Are you obsessed with kicking the fossil fuel habit? Impressed by the sophistication of renewable technologies entering the mainstream, like high-efficiency solar panels and cold climate heat pumps? Or obsessed with saving money and controlling your energy budget? Whichever applies, now is a fine time to translate interest into action by adopting energy-efficient, renewable energy systems for your home or business. It is also a great time to look at the potential for working in these growing fields as you build your career back better.
Welcome to the fourth annual Clean Power Guide, a collaboration between Sustainable Hudson Valley and Chronogram Media. We publish this as a special section in Upstate House, online, and in 10,000 freestanding copies for readers throughout the region, throughout the year. We amplify the impact with special events where you can come into direct contact with experts who are ready to help you take the steps you are ready for and understand your options.
The green economy is quite broad. It encompasses energy efficiency and renewable energy, clean transportation, natural resource management, low-impact buildings and infrastructure (and the materials that go into them), recycling-based industries, and more. In these fields there are expanding opportunities in management, marketing, information technology, training, HR and other professional fields, as well as technical career paths. At the end of 2020, there were 153,000 clean energy jobs in New York—putting the state third in the nation in total clean energy employment behind California and Texas—and the Mid-Hudson is one of the top five regions for concentration of clean energy workers.

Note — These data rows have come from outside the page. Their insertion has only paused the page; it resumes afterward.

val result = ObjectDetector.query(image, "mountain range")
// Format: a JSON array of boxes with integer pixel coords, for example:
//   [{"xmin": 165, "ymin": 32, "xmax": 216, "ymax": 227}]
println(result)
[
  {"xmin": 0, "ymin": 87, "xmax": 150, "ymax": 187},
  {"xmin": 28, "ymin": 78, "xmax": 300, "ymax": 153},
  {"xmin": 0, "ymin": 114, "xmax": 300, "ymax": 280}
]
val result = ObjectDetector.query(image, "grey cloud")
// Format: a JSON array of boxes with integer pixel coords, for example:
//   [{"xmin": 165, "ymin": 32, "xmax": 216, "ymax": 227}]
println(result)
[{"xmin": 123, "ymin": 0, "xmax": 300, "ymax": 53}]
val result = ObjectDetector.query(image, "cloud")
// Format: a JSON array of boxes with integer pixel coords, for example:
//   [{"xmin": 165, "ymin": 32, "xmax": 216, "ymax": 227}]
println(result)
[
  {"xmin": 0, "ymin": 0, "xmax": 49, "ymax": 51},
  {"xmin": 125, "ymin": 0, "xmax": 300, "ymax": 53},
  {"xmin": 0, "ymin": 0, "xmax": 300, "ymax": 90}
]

New York is ambitious and generous in its funding of these opportunities. NYSERDA funds eligible employers for the first three to four months of a new hire’s salary and cost-shares 90 percent for clean energy internships at nonprofits as well as private companies.
This year, the focus of the Clean Power Guide is on the jobs available now—and the many more that are expected in the next few years—as the state and federal government scale up climate action programs. We’re highlighting key growth sectors such as solar, wind, and geothermal that are a major focus for implementing New York’s Climate Leadership and Community Protection Act. We look at specific jobs, career pathways, training resources, and funding programs. And we ask a hard question: How good are those jobs?
For the consumer, we’ve got a special treat too. Tom Konrad is one of the most knowledgeable people in our region on small-scale renewable energy technologies for home and business, and the marketplace trends you need to understand. Tom has built his knowledge as a writer for AltEnergyStocks, and shares it generously—both as a volunteer energy coach with New Yorkers for Clean Power and as chair of the Marbletown Environmental Conservation Commission, which is working with Sustainable Hudson Valley to implement the town’s 100 percent Renewables Action Plan. Read, enjoy, strategize.